S3 folders with extreme amount of files at the top level (not partitioned parquet-style)

Hello. I’m very new to Dremio. I have this directory in S3 with millions of objects in it. AWS only allows you to page through 1000 keys at a time, so indexing it in any system takes a while. Dremio included.

I want to write my own small script that copies data from the flat folder in S3 that has millions of direct children to a parquet-style partitioned S3 data source folder. If i do this, and enable incremental data source updating strategy on the new data source, will manually triggered data source refreshes be fast? If so, what kind of latencies can I expect? Looking for general advice in this area, not necessarily specific approximations.

Thanks in advance.

Edit:
Is there a preferred way to partition data and save new data to S3 in terms of efficiency for dataset refreshes?

@lopatron

The partition key depends on 2 things

  • Most common filter conditions in your query so we can effectively use partition pruning
  • Cardinality of the column, neither do not want to use a very high cardinality so we end up with too many files, nor too low a cardinality so we miss out in parallelism (# of splits)

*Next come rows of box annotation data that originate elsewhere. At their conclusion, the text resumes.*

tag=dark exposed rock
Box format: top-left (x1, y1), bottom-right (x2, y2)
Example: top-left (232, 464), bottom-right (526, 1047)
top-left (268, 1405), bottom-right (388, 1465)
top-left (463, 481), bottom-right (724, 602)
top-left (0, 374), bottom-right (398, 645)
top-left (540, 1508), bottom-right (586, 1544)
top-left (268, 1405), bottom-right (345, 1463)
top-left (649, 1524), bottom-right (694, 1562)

If the column on which the FILTER is applied is a non-partitioned column then Dremio would do a filter push down instead of pruning. Currently filter pushdown, Dremio only does one

It is also very important that the ETL job does not create too many small files. In S3, one row group is a split and a split drives parallelism. If you there are too many splits then it can cause an over head in opening files, reading footers and closing files. On the contrary too less splits can cause the query to be under parallelized.